Cubs Working Tough Trade Lines
The Chicago Cubs Theo Epstein and Jed Hoyer are soon to huddle within their offices just steps away from Wrigley Field trying to maneuver a way out of a potential financial mess. This is a self-imposed wound which is the result of past offseason’s coming back to bite the club. With a luxury tax seemingly staring the Cubs in the face, the team needs to add talent, but not likely at the expense of the organization’s checking account.
It appears the rumors which slipped out last week on the club’s inability to spend was true, this has been the message talked about from Cubs insiders as well as the message Jed and Theo have echoed this past week in San Diego. Instead of adding via free agency dollars, the club is certainly looking towards the trade market. To do this, the club has got to get rather creative.
“There’s lots of different ways to do it,” Epstein said. “You can trade up the service time clock, you can trade backwards for more years of control, you can trade for an established guy, you can trade for somebody you think is ready to break out. There’s no one way to do it. You can trade two comparable players with different shapes if you think it benefits you.”
In the response above, it certainly appears that the Cubs will be looking to move a player that is under team control, and when he mentions the service time clock, it looks like he is looking to move younger players. This, in essence, makes some sense. The Cubs could trade guys like Willson Contreras, Javier Baez, Kyle Schwarber, Tommy La Stella, Mike Montgomery, Carl Edwards, Kyle Hendricks, and others that are arbitration eligible for players with a similar clock or with more years of control. This method could add more flexibility in 2019, but also allow the Cubs to retain talent a bit more into the future, at a much lower cost.
One such deal could be one that involves the Cubs and the Kansas City Royals. Let’s just say the Cubs are able to acquire Whit Merrifield from the Royals for Kyle Schwarber and Carl Edwards. Both Schwarber and Edwards are arbitration eligible this season, meaning their $604K and $594K deals will both escalate to $3.1 M and $1.4 M respectively (using MLBTradeRumors projections). Since Merrifield is still pre-arb, a trade like this would save the Cubs nearly $4 million in salary this next season. As everyone progresses through arbitration, a move like this would end up saving the club more and more.

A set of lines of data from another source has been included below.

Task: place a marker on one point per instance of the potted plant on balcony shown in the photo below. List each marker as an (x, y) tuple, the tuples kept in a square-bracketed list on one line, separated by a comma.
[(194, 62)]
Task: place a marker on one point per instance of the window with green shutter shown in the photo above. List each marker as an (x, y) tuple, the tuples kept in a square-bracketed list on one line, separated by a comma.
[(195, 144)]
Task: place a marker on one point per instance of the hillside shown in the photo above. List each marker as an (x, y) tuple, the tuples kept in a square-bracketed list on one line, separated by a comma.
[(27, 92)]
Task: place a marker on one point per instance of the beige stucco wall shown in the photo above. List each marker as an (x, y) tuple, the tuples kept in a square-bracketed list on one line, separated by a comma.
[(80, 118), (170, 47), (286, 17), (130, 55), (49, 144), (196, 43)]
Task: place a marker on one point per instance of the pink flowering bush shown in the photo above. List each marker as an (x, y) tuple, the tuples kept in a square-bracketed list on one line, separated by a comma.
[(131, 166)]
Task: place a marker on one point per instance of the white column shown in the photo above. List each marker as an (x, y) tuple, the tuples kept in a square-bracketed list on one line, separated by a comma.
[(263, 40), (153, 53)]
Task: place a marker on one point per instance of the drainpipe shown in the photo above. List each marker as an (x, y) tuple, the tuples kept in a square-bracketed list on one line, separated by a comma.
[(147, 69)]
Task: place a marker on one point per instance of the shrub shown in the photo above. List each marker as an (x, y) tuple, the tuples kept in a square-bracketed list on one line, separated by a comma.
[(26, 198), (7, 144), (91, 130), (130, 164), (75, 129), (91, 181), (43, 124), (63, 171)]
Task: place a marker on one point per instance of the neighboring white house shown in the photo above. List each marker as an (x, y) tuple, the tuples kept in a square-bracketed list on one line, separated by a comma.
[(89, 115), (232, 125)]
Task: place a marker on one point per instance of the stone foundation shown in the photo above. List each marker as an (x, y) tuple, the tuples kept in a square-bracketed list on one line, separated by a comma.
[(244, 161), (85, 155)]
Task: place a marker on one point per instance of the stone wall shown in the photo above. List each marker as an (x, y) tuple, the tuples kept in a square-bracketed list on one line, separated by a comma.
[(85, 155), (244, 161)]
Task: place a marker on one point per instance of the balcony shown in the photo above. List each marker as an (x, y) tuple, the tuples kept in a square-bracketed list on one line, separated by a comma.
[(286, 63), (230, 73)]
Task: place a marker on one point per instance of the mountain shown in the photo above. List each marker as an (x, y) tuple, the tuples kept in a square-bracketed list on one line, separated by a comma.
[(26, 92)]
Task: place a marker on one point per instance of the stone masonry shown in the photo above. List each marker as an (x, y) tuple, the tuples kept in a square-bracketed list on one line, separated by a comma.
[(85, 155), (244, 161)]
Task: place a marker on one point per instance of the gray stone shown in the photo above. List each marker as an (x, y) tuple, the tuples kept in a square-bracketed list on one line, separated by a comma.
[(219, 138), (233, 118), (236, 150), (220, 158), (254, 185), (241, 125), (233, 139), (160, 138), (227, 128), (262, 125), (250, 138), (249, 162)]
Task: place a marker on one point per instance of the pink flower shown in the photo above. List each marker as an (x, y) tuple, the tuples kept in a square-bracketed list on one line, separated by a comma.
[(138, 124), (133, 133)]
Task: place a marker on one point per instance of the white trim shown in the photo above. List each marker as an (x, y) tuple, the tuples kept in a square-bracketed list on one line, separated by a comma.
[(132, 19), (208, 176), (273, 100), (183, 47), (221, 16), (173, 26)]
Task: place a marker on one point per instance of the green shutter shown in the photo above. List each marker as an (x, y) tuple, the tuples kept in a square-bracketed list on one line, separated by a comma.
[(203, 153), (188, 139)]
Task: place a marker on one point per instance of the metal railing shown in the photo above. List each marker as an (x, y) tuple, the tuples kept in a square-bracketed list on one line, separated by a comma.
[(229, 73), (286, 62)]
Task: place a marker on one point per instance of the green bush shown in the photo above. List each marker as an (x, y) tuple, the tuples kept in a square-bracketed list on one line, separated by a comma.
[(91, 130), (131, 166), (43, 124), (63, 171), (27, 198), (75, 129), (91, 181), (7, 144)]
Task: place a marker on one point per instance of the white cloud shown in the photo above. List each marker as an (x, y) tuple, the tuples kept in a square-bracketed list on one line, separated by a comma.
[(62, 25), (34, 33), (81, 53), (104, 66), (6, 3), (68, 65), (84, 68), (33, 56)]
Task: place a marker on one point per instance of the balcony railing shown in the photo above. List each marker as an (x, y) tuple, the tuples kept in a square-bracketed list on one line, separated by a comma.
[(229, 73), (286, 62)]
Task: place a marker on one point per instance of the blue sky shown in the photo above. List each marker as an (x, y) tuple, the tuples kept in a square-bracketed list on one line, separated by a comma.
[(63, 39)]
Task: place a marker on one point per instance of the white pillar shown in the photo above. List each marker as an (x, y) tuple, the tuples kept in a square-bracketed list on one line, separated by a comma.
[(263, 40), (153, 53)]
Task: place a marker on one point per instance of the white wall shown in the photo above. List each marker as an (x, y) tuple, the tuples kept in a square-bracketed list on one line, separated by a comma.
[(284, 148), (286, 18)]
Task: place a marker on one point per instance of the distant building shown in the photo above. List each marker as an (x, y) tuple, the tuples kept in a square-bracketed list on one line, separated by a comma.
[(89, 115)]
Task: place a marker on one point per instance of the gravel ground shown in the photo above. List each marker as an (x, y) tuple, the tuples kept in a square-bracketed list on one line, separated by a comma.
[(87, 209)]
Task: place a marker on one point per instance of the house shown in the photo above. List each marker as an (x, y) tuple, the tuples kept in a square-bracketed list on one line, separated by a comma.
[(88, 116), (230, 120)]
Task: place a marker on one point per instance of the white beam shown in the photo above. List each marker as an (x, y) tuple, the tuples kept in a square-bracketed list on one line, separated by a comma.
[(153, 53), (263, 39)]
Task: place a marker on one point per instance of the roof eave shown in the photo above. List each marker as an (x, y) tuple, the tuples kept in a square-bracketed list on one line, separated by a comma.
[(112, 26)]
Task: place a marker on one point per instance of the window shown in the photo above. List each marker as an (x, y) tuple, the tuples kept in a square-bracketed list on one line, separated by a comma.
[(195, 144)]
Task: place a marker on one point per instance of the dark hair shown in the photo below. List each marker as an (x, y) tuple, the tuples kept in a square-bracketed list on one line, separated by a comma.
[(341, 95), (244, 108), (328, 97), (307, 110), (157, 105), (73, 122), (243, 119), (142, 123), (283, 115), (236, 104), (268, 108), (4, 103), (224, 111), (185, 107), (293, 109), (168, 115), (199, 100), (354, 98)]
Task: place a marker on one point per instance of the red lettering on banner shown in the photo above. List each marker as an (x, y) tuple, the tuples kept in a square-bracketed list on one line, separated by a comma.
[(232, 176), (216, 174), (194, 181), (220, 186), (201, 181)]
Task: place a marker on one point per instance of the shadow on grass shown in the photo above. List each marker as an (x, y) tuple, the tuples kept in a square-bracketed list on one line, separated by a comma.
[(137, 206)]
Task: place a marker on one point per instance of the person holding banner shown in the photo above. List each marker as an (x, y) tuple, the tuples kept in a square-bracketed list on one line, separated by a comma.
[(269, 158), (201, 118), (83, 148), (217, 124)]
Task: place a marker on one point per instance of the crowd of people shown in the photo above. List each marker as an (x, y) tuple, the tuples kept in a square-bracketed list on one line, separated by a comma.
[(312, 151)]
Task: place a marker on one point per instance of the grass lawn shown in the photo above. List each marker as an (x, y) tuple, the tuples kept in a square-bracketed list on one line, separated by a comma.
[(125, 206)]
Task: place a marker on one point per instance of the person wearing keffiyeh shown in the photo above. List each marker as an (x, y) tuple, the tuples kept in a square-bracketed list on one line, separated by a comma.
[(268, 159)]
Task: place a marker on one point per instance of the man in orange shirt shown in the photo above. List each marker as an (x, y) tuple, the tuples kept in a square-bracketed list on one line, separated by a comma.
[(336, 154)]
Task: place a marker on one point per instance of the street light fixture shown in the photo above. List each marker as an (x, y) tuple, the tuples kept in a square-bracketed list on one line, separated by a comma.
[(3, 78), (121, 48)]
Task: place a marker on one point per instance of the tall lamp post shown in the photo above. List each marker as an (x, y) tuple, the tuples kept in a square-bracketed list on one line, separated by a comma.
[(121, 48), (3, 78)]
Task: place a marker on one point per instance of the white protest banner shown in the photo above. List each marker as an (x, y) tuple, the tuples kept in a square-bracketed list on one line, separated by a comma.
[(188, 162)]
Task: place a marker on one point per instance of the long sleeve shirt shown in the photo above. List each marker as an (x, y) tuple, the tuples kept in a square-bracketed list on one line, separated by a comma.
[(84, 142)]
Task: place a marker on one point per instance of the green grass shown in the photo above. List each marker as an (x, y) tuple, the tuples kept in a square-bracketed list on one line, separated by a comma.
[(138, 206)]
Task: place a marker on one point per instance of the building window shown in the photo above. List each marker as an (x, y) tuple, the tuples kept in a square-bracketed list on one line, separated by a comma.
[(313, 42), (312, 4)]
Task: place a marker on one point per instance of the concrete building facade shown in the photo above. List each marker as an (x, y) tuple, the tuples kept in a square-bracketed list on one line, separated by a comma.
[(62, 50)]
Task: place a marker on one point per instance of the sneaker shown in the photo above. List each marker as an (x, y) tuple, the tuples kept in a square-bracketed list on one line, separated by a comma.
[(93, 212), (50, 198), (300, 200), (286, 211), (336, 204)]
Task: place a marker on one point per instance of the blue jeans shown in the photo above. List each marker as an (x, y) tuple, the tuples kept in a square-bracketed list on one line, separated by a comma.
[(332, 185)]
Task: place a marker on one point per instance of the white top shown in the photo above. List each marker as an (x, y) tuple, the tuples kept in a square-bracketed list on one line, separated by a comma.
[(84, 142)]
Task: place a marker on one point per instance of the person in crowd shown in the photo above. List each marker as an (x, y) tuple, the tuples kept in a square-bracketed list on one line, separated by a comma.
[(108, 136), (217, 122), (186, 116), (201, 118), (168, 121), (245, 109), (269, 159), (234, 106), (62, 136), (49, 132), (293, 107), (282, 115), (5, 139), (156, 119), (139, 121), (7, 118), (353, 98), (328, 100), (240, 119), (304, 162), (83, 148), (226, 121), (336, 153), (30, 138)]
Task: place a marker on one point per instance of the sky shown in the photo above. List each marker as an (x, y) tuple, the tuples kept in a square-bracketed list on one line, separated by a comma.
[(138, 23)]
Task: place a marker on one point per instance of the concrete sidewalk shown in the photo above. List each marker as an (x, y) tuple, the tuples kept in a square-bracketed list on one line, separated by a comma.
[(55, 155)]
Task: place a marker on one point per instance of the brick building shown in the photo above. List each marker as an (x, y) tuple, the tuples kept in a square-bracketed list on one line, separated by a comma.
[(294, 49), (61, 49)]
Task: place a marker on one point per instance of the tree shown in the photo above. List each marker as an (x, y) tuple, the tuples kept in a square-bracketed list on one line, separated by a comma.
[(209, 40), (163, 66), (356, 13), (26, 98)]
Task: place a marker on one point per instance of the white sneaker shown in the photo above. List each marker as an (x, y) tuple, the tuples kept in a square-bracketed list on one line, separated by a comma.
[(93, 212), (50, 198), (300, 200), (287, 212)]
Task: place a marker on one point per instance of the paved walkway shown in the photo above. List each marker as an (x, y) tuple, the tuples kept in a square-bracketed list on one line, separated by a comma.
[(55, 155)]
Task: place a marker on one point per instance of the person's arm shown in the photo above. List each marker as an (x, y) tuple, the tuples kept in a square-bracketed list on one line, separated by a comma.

The downside of a move similar to the above deal is, the Cubs are selling low on just about any potentially movable piece. Schwarber was much more valuable after 2016, where he missed nearly the entire season due to a knee injury. Ian Happ was much more valued after the 2017 season, and due to an almost record-breaking rate of strikeouts in 2018, his value has fallen as well. In fact, the same is true for Almora, Willson Contreras, Victor Caratini, and the club’s shortstop. While the idea is intriguing, the thought of moving incredibly high ceiling talent for nickels on the dollar isn’t.
So the other way to remain somewhat fiscally responsible is; trading some more established players.
That list of guys would consist of, Jason Heyward, Yu Darvish, Tyler Chatwood, and Jose Quintana. The only attractive name on that group is Quintana. Moving the remaining $106 million on Heyward’s deal, or the $81 million on Darvish, or finding anyone dumb enough to want Chatwood would prove to be a very tough task. There are creative ways to figure out a Heyward move, but the rest would need a lot of heavy lifting from the Cubs.
Maybe the Cubs offer half of the salary for any of those players. Heyward at $12 million a season, or Darvish at $11 million, and Chatwood at $6.5 million makes a lot of sense for someone to bite on – and importantly could increase trade value. Heyward improved his stock, increasing his batting average 40 points since his first season in Chicago. There is the allure of acquiring an all-star quality pitcher, and at half price Darvish is a steal. Freeing up even half the salary of either, or both, could help the Cubs finish off the 2019 free agency with a big time free agent.
Neither pill will taste great going down. The club is either losing value by selling low on someone or biting a salary bullet and losing value on a trade.
If I were a betting man, and I’m not, I’d guess the only way the Cubs make any free agent acquisition is by doing a mix of both.
The Cubs need to do something to jumpstart an offense that sputtered for a lot of the past two seasons. If the Cubs can present a deal to acquire Merrifield, extending their controllable window by as much as two seasons AND free up $12 million through a trade it keeps the Cubs well below the $246 million tax limit, even if they sign a Bryce Harper or Manny Machado type.
Be very prepared to hear a lot of rumors, the Kris Bryant one is just the start. This is an organization that’s looking to throw a lot of smokescreens out there to keep everyone off their scent.